2010 ACL Election - Candidate Hwee Tou Ng

Hwee Tou Ng

http://www.comp.nus.edu.sg/~nght/

Department of Computer Science, National University of Singapore

Biography

Dr. Hwee Tou Ng is an Associate Professor of Computer Science at the National University of Singapore (NUS), a Senior Faculty Member at the NUS Graduate School for Integrative Sciences and Engineering, and Director of the Language Mediation Laboratory at the Interactive and Digital Media Institute, NUS. He received a PhD in Computer Science from the University of Texas at Austin, USA in 1992. His research spans multiple areas of natural language processing and information retrieval, including word sense disambiguation, coreference resolution, named entity recognition, etc.

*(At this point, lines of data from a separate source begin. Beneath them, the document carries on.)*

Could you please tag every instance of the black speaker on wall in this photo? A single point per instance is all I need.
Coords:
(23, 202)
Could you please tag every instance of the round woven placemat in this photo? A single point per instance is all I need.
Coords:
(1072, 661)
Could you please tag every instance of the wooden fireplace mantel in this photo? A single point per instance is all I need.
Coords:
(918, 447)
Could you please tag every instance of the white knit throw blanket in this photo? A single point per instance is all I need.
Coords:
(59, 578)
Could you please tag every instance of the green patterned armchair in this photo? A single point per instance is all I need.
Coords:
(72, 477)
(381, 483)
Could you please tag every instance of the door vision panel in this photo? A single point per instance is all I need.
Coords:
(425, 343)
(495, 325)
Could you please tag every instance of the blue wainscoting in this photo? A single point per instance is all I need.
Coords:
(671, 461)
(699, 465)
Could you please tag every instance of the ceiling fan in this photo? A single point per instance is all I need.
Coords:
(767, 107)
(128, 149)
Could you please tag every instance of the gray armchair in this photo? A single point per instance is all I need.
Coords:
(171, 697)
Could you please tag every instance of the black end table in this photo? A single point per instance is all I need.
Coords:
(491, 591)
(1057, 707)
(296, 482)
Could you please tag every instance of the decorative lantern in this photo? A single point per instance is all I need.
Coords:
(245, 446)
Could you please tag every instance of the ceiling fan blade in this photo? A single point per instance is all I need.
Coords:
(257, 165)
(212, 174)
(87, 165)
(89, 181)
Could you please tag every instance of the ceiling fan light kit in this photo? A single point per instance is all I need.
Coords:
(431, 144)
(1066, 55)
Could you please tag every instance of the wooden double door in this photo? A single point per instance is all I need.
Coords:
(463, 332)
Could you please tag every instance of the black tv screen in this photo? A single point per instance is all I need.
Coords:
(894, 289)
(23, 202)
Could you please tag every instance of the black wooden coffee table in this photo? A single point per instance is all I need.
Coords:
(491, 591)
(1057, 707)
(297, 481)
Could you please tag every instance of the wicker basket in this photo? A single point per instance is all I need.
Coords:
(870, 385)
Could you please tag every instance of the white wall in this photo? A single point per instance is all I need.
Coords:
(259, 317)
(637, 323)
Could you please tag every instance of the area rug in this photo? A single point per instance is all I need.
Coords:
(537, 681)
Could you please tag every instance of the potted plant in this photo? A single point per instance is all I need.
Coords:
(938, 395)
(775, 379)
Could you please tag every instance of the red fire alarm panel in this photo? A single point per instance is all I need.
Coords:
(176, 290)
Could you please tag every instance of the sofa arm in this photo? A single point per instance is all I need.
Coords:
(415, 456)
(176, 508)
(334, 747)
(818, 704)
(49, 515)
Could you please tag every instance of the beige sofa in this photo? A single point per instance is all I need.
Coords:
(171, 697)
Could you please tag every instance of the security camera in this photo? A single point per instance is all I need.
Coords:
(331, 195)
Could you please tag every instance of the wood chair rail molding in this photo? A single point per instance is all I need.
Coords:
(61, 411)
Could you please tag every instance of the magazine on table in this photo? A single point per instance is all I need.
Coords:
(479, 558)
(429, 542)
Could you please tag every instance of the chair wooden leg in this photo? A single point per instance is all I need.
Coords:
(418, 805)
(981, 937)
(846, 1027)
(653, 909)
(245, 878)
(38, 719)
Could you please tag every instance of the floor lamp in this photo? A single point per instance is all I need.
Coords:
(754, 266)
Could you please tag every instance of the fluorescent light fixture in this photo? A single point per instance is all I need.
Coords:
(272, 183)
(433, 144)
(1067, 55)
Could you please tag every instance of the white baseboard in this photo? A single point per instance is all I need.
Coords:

He has published papers in premier journals and conferences including Computational Linguistics, ACM Transactions on Information Systems, ACL, EMNLP, SIGIR, AAAI, and IJCAI. In terms of research impact, Dr. Ng is the 40th most cited author in the ACL Anthology Network in 2009 based on incoming citations, and the second most cited author of all authors based in Asia (excluding self-citations). His papers have more than 3,000 citations as tracked by Google Scholar, and his h-index is 25. He received the Best Paper Award at SIGIR 1997.

Dr. Ng has been active in professional services in his research community. He has been serving as the editor-in-chief of ACM Transactions on Asian Language Information Processing (TALIP) since May 2007, and he is a member of the editorial board of Journal of Artificial Intelligence Research (JAIR) and Natural Language Engineering. He was a member of the editorial board of Computational Linguistics journal in 2004-2006. He is also an elected member of the Executive Committee of the ACL in 2008-2010, and a steering committee member and former secretary of ACL SIGNLL. He was program co-chair of the most important conferences in his field, including EMNLP 2008, ACL 2005, and CoNLL 2004. He has served as an area chair of ACL, EMNLP, and SIGIR conferences and as a session chair and a program committee member of many past conferences including all of the following: ACL, EMNLP, SIGIR, AAAI, and IJCAI.

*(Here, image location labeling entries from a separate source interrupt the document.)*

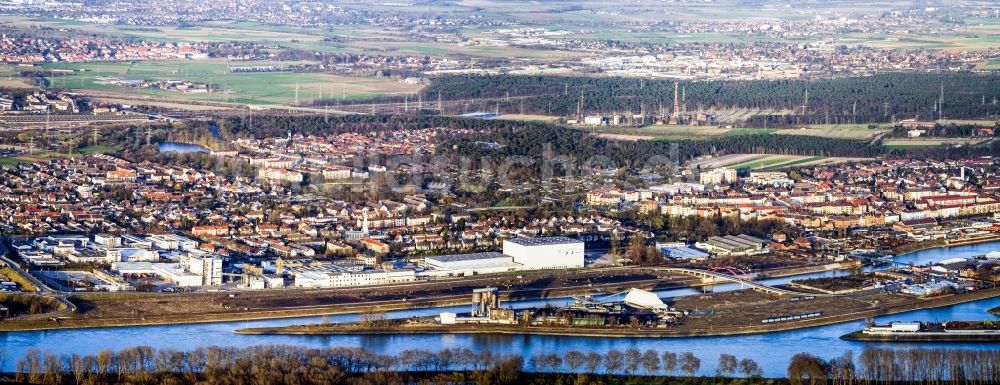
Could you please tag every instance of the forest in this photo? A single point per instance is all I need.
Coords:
(868, 99)
(284, 364)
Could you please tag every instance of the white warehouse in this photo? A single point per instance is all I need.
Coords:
(545, 252)
(470, 264)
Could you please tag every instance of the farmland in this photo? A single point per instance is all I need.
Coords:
(256, 88)
(764, 161)
(681, 132)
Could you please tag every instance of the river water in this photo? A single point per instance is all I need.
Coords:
(772, 350)
(181, 148)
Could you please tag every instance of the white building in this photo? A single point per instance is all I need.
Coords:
(327, 279)
(545, 252)
(172, 242)
(280, 175)
(769, 178)
(209, 268)
(716, 176)
(469, 264)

He currently serves as the Chair of the School Curriculum Committee at the NUS School of Computing. He was program co-chair of the computer science program at the Singapore-MIT Alliance (January 2005 - June 2010). Prior to joining NUS, he worked at DSO National Laboratories, Singapore, where his last position was Lab Head, Informatics Laboratory, and Principal Member of Technical Staff. In 2007, he received the prestigious Singapore Defence Technology Prize (Team R&D Award). He was a recipient of the IBM Graduate Fellowship (1990-1992) and worked as a summer intern at the IBM T. J. Watson Research Center in 1991.

Statement

I have been an ACL member continuously since 1989, when I was a PhD student at the University of Texas at Austin, USA. Over the years, I have been actively involved in many professional activities at ACL -- as area chair, program co-chair, tutorial chair, and mentoring service co-chair of the ACL conference, and in the special interest groups including as secretary of ACL SIGNLL and in various capacities in SIGLEX, SIGHAN, and SIGDAT. During the last 2-plus years, I have been serving as a member-at-large of the ACL Executive Committee. Having gained valuable experiences serving in these roles, I believe I am prepared to serve in the position of vice-president-elect and eventually president.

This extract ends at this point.